Government reform activists say they haven’t forgotten state lawmakers’ pledges to address the blind spots in Pennsylvania law on accepting gifts.
On Tuesday in a relatively deserted state Capitol, Harrisburg’s most avid gadflies renewed their push to ban public officials from accepting any gifts.
“This has to be statutory. It has to be legislation. It has to impact all three branches,” said Eric Epstein of Rock the Capital.
Pennsylvania state lawmakers and public officials are allowed to accept gifts, including cash,as long as the gifts valued at $250 or more are reported. Gifts of transportation lodging, and hospitality must be reported only if they reach a $650 value.
The issue rose to prominence after newspaper reports in March that five Philadelphia Democrats, four of them House members, accepted money or gifts from an undercover informant working for state prosecutors. No one has been charged.
There were immediate results: The House and Senate approved rules in April discouraging state lawmakers from taking cash gifts. But no new law has been passed.

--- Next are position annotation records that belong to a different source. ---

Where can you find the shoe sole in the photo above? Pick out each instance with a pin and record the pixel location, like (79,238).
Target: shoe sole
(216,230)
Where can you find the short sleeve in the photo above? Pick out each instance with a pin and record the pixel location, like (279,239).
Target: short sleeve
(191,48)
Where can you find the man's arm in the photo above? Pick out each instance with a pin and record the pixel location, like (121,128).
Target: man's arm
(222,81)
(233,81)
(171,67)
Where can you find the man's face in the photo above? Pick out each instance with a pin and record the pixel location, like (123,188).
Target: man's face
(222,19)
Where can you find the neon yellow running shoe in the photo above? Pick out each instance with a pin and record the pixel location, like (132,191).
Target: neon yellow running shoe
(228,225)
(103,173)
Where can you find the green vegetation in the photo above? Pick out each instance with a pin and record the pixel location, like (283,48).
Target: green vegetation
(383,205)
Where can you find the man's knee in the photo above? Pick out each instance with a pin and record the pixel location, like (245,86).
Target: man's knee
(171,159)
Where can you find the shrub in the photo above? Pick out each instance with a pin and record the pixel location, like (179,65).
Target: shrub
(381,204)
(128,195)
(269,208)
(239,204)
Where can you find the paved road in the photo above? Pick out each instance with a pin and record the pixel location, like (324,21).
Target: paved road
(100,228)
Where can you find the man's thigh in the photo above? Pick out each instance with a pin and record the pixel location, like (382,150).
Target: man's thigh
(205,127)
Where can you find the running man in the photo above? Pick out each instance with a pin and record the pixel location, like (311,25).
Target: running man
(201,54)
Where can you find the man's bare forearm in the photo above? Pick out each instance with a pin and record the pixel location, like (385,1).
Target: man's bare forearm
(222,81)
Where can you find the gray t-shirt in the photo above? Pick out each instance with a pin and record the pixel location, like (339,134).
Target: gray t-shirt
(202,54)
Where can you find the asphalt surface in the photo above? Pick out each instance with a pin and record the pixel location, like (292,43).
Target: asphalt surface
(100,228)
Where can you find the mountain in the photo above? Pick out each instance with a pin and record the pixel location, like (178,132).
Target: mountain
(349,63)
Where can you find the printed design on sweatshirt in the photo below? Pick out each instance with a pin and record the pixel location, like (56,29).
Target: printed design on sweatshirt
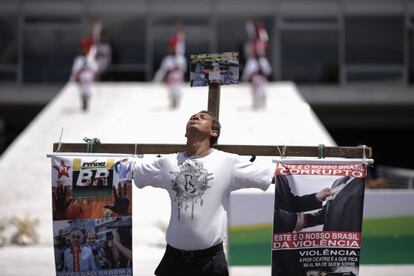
(189,185)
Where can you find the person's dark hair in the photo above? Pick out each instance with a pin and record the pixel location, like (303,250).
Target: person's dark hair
(215,126)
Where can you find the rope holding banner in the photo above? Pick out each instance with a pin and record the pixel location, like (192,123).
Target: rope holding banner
(60,141)
(282,152)
(90,142)
(321,151)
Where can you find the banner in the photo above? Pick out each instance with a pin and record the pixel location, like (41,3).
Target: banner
(219,69)
(318,218)
(92,215)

“It’s time to shame Pennsylvania’s ruling class into ending this disgusting habit of rewarding themselves,” Epstein said. “This is disgusting. There’s no other way to put it. Giving a gift to a politician, you’re expecting a return.”

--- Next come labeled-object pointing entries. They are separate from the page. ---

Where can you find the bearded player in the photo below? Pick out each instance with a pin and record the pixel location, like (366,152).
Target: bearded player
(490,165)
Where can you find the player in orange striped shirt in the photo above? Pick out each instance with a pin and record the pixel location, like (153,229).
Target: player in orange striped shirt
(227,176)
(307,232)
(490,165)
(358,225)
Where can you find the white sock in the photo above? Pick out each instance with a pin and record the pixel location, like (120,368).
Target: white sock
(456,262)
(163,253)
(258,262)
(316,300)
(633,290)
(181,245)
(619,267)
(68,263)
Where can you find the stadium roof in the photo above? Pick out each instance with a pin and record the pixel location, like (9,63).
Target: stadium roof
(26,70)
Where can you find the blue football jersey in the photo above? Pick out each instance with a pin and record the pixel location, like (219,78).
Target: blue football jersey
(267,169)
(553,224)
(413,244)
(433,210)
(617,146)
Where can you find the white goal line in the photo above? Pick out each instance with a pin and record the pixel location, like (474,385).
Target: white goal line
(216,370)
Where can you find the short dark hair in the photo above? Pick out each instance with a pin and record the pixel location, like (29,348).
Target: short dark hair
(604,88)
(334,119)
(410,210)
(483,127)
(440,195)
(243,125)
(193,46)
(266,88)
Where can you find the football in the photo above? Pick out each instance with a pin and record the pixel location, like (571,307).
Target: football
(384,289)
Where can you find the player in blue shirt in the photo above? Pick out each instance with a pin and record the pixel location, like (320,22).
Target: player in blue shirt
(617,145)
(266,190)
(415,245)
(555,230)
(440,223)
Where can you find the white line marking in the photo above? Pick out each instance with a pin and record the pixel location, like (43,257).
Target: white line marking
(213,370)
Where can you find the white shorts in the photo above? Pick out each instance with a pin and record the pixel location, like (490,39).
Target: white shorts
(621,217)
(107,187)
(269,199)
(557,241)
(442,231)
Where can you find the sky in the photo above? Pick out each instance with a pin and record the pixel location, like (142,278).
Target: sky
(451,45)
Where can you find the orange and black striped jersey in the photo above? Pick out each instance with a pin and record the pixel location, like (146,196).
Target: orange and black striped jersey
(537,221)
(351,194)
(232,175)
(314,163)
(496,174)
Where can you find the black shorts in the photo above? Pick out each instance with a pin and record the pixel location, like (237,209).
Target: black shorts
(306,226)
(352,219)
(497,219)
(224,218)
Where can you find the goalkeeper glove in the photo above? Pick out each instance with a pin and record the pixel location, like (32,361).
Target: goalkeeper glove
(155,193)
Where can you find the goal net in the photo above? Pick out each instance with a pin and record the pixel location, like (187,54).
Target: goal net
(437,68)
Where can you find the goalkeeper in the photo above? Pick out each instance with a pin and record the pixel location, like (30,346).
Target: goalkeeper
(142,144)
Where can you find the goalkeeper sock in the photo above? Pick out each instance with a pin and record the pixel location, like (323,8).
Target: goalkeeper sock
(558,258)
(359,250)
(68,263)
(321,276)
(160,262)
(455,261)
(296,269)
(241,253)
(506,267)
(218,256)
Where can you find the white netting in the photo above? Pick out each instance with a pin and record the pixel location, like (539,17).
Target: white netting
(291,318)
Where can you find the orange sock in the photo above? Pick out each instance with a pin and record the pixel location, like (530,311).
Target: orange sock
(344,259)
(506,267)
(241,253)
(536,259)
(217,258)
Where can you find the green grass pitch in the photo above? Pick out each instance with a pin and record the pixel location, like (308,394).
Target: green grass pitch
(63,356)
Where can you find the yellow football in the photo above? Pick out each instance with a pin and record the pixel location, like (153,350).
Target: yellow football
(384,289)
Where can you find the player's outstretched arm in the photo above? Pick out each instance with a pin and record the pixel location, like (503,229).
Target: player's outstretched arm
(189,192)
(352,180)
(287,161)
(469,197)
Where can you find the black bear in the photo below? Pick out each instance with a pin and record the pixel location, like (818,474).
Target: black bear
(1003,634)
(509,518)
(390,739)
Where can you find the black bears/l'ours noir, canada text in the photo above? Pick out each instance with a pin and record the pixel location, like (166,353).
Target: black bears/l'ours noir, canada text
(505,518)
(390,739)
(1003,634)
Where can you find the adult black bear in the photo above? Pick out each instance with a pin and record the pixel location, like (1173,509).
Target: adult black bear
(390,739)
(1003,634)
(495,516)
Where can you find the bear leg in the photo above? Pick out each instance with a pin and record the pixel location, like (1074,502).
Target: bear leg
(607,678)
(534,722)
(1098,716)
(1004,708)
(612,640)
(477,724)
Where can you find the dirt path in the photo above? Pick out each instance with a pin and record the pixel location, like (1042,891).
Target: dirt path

The Senate passed a ban last month on public officials and their employees accepting cash gifts. The House is not expected to take it up until after a June hearing.
Epstein and fellow activist Gene Stilp held up giant pseudo-currency emblazoned with the governor’s picture. Stilp dubbed the fake money “Corbucks” and said he would be taking it around to legislators’ offices, asking to bribe them in exchange for a total gift ban law.
“Eric, I never thought we’d stoop so low as to use bribery to get a bill passed,” Stilp said to Epstein.
“Look,” Epstein said. “If you can’t beat ’em, bribe ’em.”